Situado en primera línea de playa, el restaurante Nūn ofrece vistas al mar y a las montañas cercanas. La decoración, con tonos pastel y muebles rústicos, crea un ambiente luminoso y aireado.

El exterior se estructura en dos terrazas: una inferior, parte de la cual está sombreada por un árbol de sabina que ofrece un agradable respiro del sol, y una terraza superior que eleva la vista hacia el horizonte.
En el interior, el ambiente sigue siendo relajado y abierto, con texturas naturales y una cuidada selección de licores que añaden una sensación de refinamiento informal.

A un lado, una pequeña boutique de ropa de playa encaja a la perfección con el carácter de este prometedor complejo turístico.

Al llegar, los zumos recién exprimidos crearon un ambiente fresco y natural, al que se unió el Zanzibar, una vigorizante mezcla de remolacha, zanahoria, manzana, lima y jengibre, junto con un daiquiri de fresa sin alcohol que aportó un contrapunto dulce y refrescante.
La atención al detalle está presente en cada aspecto de la visita. La presentación de la comida, junto con la vajilla, refleja un claro sentido del cuidado y la atención, mientras que el ambiente general refuerza la sensación de que aquí nada se deja al azar.

El servicio es atento y sin prisas, y el maître Sergio se asegura de que todo fluya sin problemas.

En el corazón de la cocina se encuentra una parrilla de leña, que constituye la base de gran parte de la preparación y aporta un sutil toque ahumado y profundidad a muchos de los platos. Marca la pauta del menú, donde la cocina a la brasa desempeña un papel fundamental en la definición del sabor y el carácter de cada plato.

Primero llegó un panecillo casero, crujiente y esponjoso, servido con aceitunas y alioli.

A partir de ahí, la cocina cobró ritmo con seguridad.
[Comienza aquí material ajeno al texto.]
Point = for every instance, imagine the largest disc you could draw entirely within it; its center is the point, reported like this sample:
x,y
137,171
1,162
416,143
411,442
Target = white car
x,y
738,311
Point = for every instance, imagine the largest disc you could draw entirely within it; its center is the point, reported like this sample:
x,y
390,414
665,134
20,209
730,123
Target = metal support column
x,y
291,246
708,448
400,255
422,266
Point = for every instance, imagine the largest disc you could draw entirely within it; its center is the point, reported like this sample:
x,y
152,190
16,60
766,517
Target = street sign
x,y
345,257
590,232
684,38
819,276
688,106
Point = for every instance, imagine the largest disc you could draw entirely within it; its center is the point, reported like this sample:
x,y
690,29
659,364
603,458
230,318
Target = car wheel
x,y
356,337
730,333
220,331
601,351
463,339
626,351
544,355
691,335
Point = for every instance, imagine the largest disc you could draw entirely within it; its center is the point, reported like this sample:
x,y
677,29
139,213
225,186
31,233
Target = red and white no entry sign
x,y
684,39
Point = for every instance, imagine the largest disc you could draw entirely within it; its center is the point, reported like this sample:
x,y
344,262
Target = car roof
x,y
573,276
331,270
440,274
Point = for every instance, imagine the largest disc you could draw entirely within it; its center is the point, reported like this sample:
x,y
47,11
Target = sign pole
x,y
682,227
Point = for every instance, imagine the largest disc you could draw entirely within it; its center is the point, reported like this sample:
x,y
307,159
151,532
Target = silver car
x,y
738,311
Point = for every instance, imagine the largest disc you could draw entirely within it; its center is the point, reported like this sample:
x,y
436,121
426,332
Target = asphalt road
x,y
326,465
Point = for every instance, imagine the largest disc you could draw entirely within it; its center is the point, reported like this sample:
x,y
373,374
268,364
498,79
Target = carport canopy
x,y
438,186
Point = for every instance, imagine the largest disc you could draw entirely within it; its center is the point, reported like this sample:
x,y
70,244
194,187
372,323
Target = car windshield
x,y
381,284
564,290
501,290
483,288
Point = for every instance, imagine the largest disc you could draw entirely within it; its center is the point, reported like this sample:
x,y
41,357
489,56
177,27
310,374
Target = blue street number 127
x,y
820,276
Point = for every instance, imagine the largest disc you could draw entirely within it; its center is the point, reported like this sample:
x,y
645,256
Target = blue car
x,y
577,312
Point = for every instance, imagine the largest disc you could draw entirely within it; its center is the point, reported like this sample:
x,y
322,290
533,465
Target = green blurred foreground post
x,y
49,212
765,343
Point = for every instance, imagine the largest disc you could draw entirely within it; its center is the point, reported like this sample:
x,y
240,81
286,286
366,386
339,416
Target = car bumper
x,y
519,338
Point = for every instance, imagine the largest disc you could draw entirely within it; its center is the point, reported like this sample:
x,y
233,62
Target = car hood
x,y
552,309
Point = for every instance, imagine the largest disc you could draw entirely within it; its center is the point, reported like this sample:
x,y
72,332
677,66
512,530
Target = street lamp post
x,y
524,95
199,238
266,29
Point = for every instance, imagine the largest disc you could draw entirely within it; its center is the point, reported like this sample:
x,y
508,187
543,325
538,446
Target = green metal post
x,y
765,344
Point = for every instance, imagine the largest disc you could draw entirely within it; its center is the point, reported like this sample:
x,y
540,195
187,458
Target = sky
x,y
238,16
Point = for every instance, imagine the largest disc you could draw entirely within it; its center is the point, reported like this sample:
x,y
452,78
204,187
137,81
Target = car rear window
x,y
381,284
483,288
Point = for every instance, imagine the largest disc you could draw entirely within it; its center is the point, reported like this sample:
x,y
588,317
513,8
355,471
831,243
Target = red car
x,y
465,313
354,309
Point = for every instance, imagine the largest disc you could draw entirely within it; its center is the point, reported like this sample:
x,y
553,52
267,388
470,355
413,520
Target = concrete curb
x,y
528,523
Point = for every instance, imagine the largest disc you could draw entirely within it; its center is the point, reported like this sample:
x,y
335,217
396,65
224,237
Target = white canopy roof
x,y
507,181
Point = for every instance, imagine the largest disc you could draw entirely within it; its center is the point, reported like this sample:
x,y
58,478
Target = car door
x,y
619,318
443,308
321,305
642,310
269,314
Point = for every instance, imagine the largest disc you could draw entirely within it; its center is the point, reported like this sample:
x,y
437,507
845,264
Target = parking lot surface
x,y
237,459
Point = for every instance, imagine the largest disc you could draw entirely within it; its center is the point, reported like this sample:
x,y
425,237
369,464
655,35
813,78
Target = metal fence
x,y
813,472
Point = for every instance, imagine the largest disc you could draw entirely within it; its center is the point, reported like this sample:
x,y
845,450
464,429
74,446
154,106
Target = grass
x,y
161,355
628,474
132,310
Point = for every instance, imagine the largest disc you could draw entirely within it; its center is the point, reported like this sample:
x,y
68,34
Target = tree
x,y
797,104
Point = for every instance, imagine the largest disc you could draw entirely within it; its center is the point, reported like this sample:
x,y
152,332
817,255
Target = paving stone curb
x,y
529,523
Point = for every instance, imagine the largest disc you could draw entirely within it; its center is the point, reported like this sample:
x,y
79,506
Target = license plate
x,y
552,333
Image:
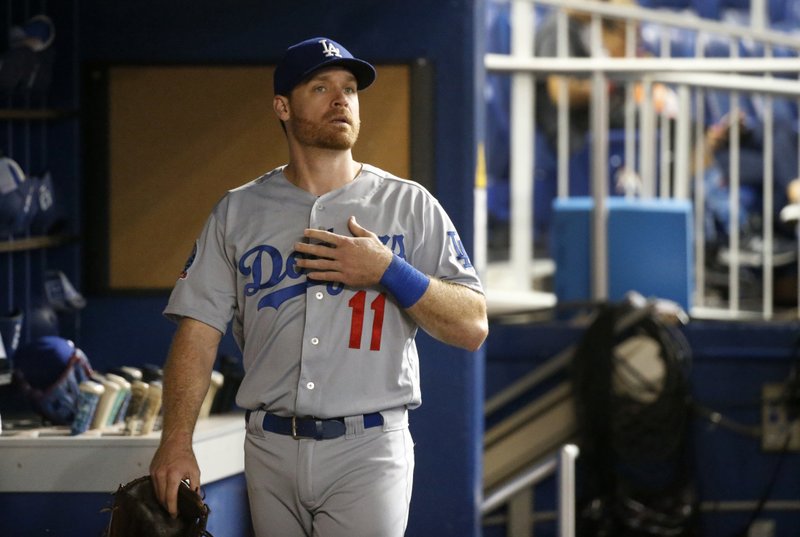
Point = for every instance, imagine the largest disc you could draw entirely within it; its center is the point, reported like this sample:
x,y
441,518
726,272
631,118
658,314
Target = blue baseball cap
x,y
301,60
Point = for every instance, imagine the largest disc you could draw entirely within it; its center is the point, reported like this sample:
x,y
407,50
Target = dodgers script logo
x,y
266,268
329,49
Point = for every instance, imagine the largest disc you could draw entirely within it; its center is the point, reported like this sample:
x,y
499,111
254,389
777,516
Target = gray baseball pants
x,y
357,485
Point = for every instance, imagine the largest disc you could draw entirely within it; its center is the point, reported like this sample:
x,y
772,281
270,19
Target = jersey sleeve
x,y
441,253
206,288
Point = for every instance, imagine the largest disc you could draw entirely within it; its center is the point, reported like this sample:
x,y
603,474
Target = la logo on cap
x,y
329,49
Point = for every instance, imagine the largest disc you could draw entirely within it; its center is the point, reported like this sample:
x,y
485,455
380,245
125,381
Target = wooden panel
x,y
179,137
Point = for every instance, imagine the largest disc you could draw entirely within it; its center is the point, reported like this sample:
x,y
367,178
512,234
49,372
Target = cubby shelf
x,y
33,243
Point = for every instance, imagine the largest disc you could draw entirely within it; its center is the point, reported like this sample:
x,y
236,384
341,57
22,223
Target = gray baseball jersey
x,y
313,348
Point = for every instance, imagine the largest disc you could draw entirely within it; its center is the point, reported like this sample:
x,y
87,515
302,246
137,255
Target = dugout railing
x,y
518,280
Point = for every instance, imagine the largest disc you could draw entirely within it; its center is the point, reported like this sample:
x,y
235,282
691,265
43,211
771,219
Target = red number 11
x,y
358,303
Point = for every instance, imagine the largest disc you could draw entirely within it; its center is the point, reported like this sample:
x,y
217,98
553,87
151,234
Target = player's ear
x,y
280,105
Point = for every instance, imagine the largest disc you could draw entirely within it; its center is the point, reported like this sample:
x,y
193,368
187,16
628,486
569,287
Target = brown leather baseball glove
x,y
136,512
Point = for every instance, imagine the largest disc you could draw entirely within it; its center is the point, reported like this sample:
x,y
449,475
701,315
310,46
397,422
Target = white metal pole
x,y
566,490
522,133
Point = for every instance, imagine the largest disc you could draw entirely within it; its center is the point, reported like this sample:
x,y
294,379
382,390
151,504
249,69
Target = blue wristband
x,y
406,283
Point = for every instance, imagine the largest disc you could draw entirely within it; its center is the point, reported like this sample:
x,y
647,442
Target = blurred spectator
x,y
579,89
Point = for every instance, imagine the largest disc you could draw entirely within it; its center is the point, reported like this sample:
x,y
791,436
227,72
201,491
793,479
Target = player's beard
x,y
325,135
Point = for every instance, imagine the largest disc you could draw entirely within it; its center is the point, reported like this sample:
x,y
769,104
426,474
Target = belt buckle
x,y
294,428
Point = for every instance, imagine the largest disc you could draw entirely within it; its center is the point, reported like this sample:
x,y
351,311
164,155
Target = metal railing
x,y
562,464
691,78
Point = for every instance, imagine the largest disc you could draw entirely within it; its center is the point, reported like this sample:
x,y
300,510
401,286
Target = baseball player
x,y
326,267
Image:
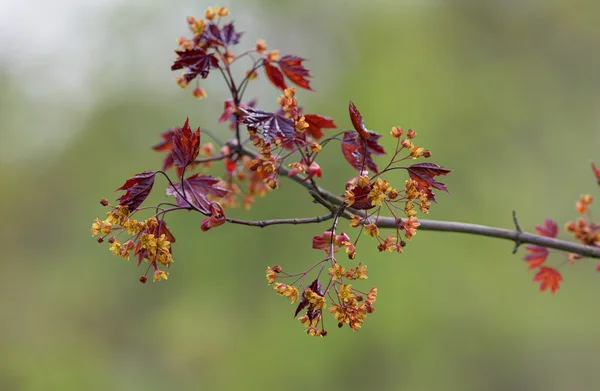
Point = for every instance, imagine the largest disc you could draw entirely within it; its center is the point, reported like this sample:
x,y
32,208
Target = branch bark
x,y
333,202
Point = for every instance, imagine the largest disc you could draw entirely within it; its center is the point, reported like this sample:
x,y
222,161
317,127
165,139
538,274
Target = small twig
x,y
519,232
265,223
330,200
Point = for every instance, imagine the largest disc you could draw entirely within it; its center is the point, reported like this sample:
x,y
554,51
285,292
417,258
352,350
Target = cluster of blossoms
x,y
150,240
287,141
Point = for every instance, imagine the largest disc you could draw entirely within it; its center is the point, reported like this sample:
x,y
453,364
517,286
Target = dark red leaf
x,y
197,61
275,75
536,257
186,145
358,151
357,122
549,229
316,287
596,172
316,123
272,124
225,36
424,174
548,278
138,187
295,71
197,187
303,303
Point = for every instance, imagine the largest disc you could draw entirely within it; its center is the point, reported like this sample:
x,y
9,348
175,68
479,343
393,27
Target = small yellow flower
x,y
210,13
160,274
372,229
271,275
222,11
336,272
199,93
261,46
96,227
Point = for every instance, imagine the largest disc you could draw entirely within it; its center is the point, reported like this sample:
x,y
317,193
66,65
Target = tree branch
x,y
265,223
333,202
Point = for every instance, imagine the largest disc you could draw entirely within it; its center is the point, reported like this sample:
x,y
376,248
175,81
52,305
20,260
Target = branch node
x,y
519,232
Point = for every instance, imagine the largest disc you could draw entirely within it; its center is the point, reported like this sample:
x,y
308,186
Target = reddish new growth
x,y
263,146
585,230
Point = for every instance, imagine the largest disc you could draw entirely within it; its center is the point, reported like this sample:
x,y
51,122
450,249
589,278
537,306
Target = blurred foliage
x,y
504,93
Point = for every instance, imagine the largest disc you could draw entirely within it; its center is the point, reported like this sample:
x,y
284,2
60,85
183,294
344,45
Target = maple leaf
x,y
549,229
596,172
197,187
274,75
316,123
166,145
231,109
536,257
272,124
357,150
197,61
424,174
224,37
295,71
548,278
137,189
186,145
357,122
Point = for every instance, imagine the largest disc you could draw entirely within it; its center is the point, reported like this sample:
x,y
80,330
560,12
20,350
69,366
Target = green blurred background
x,y
506,93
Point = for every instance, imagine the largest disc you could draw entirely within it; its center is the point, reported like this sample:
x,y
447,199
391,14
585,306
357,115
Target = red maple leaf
x,y
316,123
548,278
536,257
357,151
166,145
221,36
295,71
197,61
424,174
596,172
138,187
197,187
357,122
185,146
272,124
549,229
274,75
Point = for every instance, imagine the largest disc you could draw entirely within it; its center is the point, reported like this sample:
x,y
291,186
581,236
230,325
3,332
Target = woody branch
x,y
334,203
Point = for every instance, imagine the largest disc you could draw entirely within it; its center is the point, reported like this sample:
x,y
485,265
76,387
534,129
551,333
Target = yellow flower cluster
x,y
287,291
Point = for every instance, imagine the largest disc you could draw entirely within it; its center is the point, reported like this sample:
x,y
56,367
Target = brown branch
x,y
333,202
265,223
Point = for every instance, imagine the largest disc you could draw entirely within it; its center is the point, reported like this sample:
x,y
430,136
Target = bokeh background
x,y
506,93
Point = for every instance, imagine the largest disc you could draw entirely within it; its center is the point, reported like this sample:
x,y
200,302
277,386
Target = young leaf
x,y
138,187
548,278
223,37
166,145
536,257
424,174
295,71
357,122
357,151
272,124
197,187
197,61
596,172
186,145
549,229
274,75
316,123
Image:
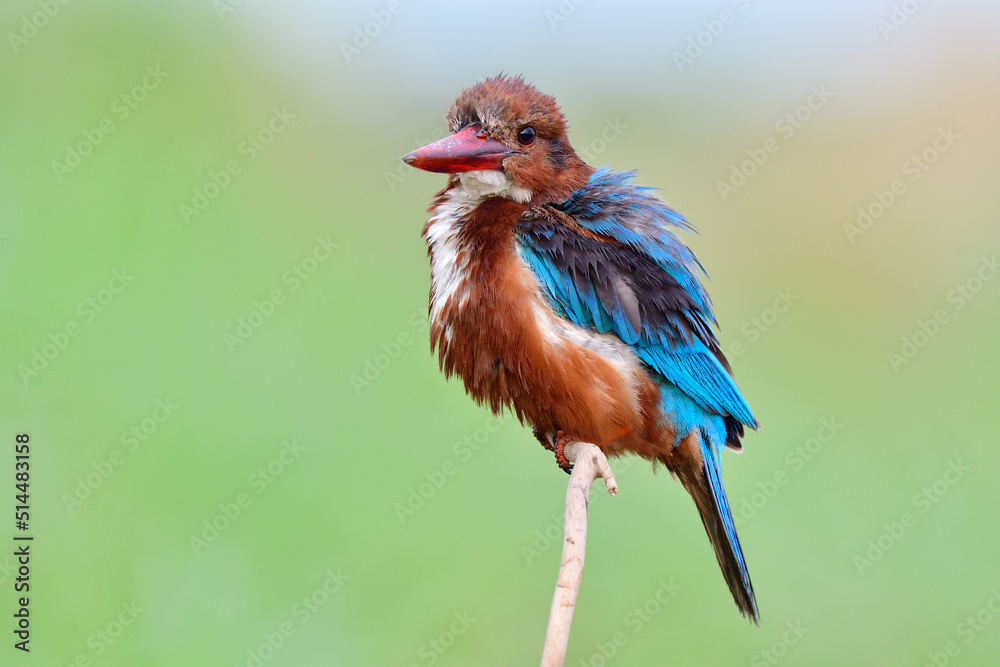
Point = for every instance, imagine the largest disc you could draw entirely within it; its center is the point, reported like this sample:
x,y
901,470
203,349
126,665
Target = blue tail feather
x,y
710,497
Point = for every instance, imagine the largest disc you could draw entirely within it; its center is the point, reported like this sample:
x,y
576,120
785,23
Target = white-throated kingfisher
x,y
562,292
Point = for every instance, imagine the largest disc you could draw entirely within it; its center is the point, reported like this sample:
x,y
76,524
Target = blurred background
x,y
214,294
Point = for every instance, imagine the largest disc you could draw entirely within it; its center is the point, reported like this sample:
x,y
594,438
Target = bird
x,y
562,293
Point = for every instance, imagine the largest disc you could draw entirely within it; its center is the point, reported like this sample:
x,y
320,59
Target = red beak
x,y
465,150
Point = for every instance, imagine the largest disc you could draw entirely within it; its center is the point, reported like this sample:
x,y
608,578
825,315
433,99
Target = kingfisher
x,y
563,293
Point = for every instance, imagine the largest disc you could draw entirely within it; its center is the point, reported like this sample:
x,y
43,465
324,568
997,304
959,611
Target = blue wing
x,y
608,259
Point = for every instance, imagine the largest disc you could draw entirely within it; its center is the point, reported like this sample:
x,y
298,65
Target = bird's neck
x,y
470,243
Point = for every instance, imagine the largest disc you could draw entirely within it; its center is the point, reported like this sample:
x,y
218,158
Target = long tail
x,y
710,497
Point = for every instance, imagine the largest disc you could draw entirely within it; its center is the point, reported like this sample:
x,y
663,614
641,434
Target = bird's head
x,y
509,140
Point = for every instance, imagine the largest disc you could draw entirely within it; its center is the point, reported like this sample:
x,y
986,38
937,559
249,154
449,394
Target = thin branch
x,y
590,465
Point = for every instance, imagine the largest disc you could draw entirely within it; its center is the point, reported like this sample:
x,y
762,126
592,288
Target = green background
x,y
479,544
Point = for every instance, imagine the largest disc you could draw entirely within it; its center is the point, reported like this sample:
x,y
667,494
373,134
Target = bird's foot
x,y
557,446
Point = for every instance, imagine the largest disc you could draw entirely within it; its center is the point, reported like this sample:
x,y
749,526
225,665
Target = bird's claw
x,y
558,447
A continuación, sirvieron langostinos a la leña, bañados en una salsa a base de tequila con comino y especias aromáticas. La parrilla aportó un ligero toque ahumado al marisco, mientras que las rodajas de lima grandes y el perejil fresco le dieron un toque de frescura y equilibrio.

A continuación, se sirvieron calamares a la parrilla, aderezados con una salsa chimichurri picante con albahaca, que aportaba un toque intenso y aromático.

Nūn se enorgullece, con razón, de sus innovadores platos de verduras, y esto quedó patente en el siguiente plato. La coliflor asada se sirvió en su punto, cocinada a la perfección, acompañada de tahini y una tapenade de alcaparras, tomates secos y hierbas aromáticas.

Junto a ella, la remolacha ahumada combinada con crema de ricotta, pistachos, hierbas finas, rúcula y zumaque aportó profundidad, frescura y un delicado toque terroso.
Los platos principales continuaron con el mismo estilo ligero y preciso, acompañados de copas del vino blanco de la casa.

Una brocheta de pescado salvaje combinaba rodaballo tierno con aguacate asado y calabacín dulce, con un sutil toque ahumado gracias a la parrilla. La salsa tártara aportaba un punto salobre intenso que contrarrestaba a la perfección los sabores más intensos, dejando un final limpio.

A continuación, se sirvió pulpo recién pescado, acompañado simplemente de patatas asadas, limón y perejil, utilizando un corte grueso del tentáculo superior para darle mayor consistencia y textura.

Los postres pusieron un broche de oro a la velada, con un tiramisú elaborado según una receta familiar y una tarta de frutos rojos sin gluten con crema de almendras.

Ambos platos tenían un aire casero y las porciones y el dulzor estaban bien calculados, completando la comida sin resultar pesada.
Lo que más nos impresionó fue la calidad y la presentación de la comida, algo inesperado en un restaurante situado en plena playa. Destaca la cocina a la parrilla, combinada con una amplia oferta de platos veganos y vegetarianos, lo que lo hace ideal para quienes buscan una comida ligera.
Los sabores se equilibran cuidadosamente, con una gran armonía en la composición y momentos de descubrimiento ocasionales en combinaciones como la de gambas y remolacha. Si bien se basan en la tradición, los platos poseen un toque distintivo y una personalidad propia que le da identidad al menú.

En definitiva, Nūn ofrece una experiencia gastronómica relajada pero muy cuidada, donde la cocina ligera y llena de sabor se combina con una gran atención al detalle tanto en el servicio como en la presentación. El resultado es una comida sin prisas que se desarrolla con naturalidad, invitando a los comensales a relajarse y disfrutar de cada plato a su propio ritmo.
Nūn es un lugar muy popular para comer, ¡así que recomendamos reservar!